Live however, we both used Marshalls. Ian started off with a JMP100 and a 2 x 12, running the ME10 in the front, but as he decided to move towards a more natrualistic guitar tone he later switched to a JVM410 head and 4 x 12, resigning the ME-10 for modulation and delay effects duties in the loop.
Live my rig changed during my time in the band. I’d started off with a TSL60 head and 4 x 12 and bought a TSL 100 on a whim, While the TSL100 had a slightly better clean tone and a brilliant crunch channel, I found the lead channel somewhat overgained and fizzy. But the big issue was the FX loop, it put a film around the tone as soon as it was engaged, even with no devices in the loop. Live it was noticable as soon as it was engaged. Wheras the 60′s seemed perfectly crystaline no matter if it was on or off.
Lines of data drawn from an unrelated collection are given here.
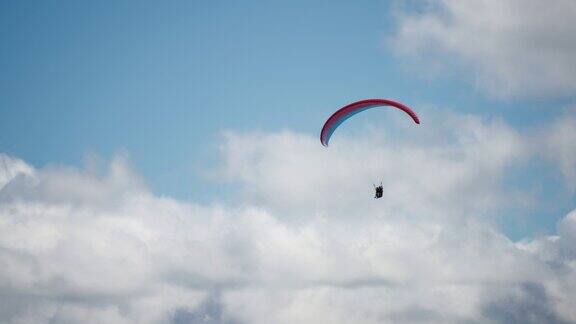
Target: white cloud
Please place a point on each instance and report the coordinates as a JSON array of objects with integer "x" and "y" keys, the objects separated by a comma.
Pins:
[
  {"x": 509, "y": 47},
  {"x": 305, "y": 244}
]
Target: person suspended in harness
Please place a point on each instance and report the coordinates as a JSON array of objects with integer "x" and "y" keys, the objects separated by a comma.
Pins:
[{"x": 379, "y": 191}]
After an experiment with using a DSL in rehersal led to much frustration. I went back to what Id owned previously.
By 2008 my rig was as follows
Guitar—–Cry Baby Wah Wah—–TU2 tuner—-RAT 2 (for solo’s)—–TSL60 (2 delays on the FX loop, my trusty green Line 6 Delay modeller and the brilliant, but badly laid out TC Electronics Novadelay) then out of the power stage into a Marshall 4 x 12
After I’d exited the band in Dec 2008 I decided to have some time away from the guitar. Now in Oct 10, Im starting to feel an itch to try and maybe play again.
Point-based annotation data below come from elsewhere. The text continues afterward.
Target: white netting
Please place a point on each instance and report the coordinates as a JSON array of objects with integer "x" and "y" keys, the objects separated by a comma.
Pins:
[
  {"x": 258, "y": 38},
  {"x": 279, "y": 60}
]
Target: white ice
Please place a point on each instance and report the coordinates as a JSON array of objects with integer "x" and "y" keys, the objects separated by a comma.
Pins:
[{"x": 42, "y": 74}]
One of the big plus’s of having time away from the guitar is that when you return it makes you come back to things with fresh ears. My early 20′s rig evolved out of my teenage set-up. Basically a multi fx pedal into a combo, with a secondary delay on the back end and a good quality Distortion pedal and my trusty 20 year old cry Baby Wah wah on the front end. Ive always found the distortions in Multi FX’s to be useless for a solid rock tone. So I would use them for either warm overdrive tones or special FX, feedback type things etc. The primary distortion device would usually be either a original Mark 1 Marshall Guv’nor, Marshall Drivemaster or Pro Co RAT 2. Every band I played in from 19-24 had a keyboard player and I found this to be a useful way to be versatile and it fitted nicely on compact stages. I build the whole rig into a board and it was quick and easy to set up.
Coming back to my 2008 rig, there were issues
1: Its big, a head and a 4 x 12 take up space and unless your standing 15 feet away from it you never get near the sweet spot. Wheras the sweet spot on a 2 x 12 combo is about 9 feet from the amp.
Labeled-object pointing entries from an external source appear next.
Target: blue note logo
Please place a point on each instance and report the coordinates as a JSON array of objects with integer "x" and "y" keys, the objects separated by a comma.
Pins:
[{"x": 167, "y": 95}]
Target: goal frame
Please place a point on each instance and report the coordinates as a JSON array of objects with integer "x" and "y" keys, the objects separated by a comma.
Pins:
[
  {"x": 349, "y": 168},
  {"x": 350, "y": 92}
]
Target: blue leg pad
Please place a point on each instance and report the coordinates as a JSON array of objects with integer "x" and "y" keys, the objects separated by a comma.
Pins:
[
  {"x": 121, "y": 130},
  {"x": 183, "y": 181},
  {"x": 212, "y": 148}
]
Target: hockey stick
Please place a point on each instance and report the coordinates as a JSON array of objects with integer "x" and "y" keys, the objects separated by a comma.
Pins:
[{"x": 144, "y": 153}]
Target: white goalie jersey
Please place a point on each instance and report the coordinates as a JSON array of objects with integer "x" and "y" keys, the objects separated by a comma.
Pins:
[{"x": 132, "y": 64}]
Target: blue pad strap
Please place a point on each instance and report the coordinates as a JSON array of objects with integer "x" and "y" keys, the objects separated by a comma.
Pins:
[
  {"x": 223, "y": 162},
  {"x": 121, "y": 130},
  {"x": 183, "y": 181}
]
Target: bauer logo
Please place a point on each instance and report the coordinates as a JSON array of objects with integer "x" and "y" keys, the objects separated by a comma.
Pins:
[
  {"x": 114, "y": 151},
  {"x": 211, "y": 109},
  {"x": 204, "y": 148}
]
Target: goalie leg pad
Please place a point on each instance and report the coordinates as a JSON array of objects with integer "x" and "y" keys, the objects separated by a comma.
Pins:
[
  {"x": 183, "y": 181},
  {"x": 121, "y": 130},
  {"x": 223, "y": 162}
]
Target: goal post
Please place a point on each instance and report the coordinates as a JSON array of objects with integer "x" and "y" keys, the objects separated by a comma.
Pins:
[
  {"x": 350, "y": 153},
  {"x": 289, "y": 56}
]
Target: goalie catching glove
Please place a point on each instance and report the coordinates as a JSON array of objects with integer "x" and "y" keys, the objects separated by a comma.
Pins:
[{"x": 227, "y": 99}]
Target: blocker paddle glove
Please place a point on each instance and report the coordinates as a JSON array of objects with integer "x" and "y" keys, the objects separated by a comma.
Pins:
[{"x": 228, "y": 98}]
1a: Its difficult to store especially in a small flat.
2: FX loop and cables, theres lots with the amp footswitch and FX loop, more cables means more shit to go wrong.
3: Its not easily adaptable for others. At the very least Im playing a 3 band bill, sometimes 5-6 bands on and off one after another with no soundcheck, your tripping over each other, shit gets damaged and or broken.
4: Sharing gear, Ive lost count of the number of times Ive had to lend my gear to some pasty faced indiekid, they are always ungrateful and surely, but if you don’t you’ll get slagged off and people will think you are difficult. This is compounded by them trying to negotiate a 3 channel amp with several ways of controlling gain and volume. Sometimes I had to help them with getting a basic clean and dirty tone, showing them how the footswitch worked and perhaps adjusting their guitar strap.
This last issue has put me off gigging the indie circuit quite frankly. Im a rock guitarist, not a special needs teacher. I find this amateurism quite an English affliction. A hangover from Punk and the wanker journalists of whats left of the weekly press.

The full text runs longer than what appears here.